Project: Chess Playing Engine
I started playing chess when I was in first grade, played in my first rated game in second grade, and have since won four first place state titles and two national titles; even still I would've never known how to write an intelligent chess playing program... until 15-211. (Read about my chess career).
During the course's lectures on game trees, the lab assignment (a partner project for which we were given about 3 weeks) was to write a chess playing program in Java. We had covered a few relevant concepts in class, such as Alpha Beta pruning, the Minimax heuristic, and the NegaScout algorithm, along with a few chess-specific optimizations such as move-ordering and static opening books.

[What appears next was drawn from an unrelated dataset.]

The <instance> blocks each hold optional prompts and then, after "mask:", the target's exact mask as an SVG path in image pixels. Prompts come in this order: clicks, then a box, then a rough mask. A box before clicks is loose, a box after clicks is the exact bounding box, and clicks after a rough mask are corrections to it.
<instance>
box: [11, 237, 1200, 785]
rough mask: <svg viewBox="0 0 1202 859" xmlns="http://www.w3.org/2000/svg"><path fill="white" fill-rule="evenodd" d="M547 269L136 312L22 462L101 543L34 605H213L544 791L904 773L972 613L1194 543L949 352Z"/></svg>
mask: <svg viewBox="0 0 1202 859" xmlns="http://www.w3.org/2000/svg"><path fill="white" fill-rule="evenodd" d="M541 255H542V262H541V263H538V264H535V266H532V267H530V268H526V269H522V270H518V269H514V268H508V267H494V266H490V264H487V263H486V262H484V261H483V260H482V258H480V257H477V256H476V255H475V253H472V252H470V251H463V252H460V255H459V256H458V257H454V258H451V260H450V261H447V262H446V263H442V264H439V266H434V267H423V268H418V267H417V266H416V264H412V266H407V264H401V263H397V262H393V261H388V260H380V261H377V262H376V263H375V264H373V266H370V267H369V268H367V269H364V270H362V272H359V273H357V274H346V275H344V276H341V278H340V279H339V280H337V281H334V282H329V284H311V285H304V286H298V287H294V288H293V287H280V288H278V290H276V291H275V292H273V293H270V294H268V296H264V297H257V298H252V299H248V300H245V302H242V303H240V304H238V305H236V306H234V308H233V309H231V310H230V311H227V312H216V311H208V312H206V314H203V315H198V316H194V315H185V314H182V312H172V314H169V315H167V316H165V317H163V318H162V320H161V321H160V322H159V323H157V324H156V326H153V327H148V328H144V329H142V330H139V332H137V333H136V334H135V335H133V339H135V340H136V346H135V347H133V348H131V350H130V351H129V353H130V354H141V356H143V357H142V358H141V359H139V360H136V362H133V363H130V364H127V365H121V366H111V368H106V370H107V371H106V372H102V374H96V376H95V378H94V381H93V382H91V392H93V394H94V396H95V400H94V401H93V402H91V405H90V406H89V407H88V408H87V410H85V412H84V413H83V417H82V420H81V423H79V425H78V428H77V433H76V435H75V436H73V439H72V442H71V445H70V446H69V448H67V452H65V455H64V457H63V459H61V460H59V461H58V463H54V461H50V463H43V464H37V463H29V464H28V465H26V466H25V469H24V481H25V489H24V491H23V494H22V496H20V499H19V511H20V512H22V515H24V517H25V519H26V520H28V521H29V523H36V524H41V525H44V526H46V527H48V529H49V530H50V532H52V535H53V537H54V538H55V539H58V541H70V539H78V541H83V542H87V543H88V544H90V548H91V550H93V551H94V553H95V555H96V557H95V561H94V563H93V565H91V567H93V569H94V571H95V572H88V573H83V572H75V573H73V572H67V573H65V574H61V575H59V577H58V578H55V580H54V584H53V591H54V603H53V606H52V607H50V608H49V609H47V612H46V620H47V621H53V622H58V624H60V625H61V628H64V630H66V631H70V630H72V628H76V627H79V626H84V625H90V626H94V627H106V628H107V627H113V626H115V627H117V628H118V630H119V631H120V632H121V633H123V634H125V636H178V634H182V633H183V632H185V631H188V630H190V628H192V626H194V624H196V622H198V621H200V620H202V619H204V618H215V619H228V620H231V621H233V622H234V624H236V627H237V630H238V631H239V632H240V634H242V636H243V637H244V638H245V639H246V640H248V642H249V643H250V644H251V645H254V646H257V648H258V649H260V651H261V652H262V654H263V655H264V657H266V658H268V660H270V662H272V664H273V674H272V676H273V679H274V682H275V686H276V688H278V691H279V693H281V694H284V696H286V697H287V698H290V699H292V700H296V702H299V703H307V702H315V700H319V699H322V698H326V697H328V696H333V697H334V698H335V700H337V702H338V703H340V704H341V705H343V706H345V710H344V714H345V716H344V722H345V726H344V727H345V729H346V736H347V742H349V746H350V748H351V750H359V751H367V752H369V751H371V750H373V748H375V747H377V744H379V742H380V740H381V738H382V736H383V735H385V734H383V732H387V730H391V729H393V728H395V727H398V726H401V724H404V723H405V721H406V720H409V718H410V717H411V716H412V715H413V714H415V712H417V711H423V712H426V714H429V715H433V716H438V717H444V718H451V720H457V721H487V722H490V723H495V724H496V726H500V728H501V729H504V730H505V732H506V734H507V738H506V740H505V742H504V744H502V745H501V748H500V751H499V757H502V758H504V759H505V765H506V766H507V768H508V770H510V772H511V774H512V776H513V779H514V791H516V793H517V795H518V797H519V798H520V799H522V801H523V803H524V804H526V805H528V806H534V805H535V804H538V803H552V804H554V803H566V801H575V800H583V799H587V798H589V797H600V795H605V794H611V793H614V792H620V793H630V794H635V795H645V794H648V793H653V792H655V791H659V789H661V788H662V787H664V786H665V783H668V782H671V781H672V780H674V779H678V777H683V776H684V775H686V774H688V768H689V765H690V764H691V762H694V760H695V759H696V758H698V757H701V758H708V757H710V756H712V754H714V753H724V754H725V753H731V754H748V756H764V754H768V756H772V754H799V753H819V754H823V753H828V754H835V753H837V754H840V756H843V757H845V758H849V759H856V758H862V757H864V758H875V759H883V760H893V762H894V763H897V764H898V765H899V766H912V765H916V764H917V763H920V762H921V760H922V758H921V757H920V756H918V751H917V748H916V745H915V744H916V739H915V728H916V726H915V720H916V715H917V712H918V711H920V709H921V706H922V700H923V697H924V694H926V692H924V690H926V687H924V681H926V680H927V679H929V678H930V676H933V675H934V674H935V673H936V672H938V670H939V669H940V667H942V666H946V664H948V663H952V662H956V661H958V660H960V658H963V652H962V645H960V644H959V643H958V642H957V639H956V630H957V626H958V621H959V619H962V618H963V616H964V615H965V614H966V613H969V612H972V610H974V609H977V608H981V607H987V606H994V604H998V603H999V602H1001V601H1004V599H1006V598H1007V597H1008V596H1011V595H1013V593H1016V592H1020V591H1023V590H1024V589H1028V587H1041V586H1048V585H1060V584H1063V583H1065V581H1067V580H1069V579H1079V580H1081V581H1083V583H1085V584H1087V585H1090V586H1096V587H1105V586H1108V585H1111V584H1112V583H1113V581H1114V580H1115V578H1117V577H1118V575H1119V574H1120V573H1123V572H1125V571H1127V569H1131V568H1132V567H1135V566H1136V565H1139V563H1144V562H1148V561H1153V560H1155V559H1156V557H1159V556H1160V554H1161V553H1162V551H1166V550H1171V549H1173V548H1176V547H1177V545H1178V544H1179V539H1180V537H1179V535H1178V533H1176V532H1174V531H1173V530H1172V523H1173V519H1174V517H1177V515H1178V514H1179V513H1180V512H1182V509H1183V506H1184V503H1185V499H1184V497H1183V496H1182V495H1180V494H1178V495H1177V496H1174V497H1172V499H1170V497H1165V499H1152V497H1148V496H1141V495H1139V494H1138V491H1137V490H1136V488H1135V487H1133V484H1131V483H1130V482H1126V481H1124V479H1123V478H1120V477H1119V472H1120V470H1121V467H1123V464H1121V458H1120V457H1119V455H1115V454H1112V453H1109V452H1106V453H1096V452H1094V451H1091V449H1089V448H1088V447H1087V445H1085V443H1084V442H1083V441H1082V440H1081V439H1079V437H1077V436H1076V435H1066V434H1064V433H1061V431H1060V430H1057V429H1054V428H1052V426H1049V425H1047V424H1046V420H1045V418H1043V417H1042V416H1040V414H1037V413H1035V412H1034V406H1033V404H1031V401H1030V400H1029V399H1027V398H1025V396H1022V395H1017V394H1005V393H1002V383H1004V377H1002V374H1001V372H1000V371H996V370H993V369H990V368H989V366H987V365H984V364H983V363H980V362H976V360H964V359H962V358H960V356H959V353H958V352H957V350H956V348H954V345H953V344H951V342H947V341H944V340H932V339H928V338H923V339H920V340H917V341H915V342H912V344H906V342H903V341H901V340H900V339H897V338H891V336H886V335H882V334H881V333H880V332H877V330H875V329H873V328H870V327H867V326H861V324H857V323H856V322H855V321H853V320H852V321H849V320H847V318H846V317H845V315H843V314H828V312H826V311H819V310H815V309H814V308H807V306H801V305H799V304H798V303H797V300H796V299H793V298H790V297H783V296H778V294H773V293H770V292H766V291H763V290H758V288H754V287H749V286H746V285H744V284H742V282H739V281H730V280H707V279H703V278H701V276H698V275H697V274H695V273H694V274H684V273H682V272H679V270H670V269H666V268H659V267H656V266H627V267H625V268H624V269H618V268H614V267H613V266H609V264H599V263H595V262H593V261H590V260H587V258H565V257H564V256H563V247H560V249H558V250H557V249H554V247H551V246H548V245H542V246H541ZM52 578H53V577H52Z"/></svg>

The idea behind the AI for a chess playing program is relatively simple. The first thing to code is a board evaluate function; as you might guess, this returns a number given a board position where higher numbers indicate a better board position for the calling player. Although there are many ways to incorporate positional advantages (such as past pawns) and disadvantages (such as doubled up pawns), the main component of this evaluator was to account for all of the pieces on the board. For instance, some people use the following table to roughly gauge how many points, relatively, each piece is worth. Note that all of the values are multiples of 100 so that positional advantages and disadvantages (which have much smaller impacts) can also be factored into the evaluation score without having to resort to floating point values.
| Piece | Value |
|---|---|
| Pawn | 100 |
| Knight | 250 or 300 |
| Bishop | 300 or 350 |
| Rook | 500 |
| Queen | 900 |
After writing a board evaluator, the program was able to come up with a virtual game tree and, given certain time constraints, select the best move it sees. More specifically, the "best move" in a position is the move which minimizes the value (to the opponent) of the opponent's "best move" from the new board position. As you can see, because of the recursive definition of the best move, our programs would have to look ahead a few moves during each turn, anticipating what the opponent might do.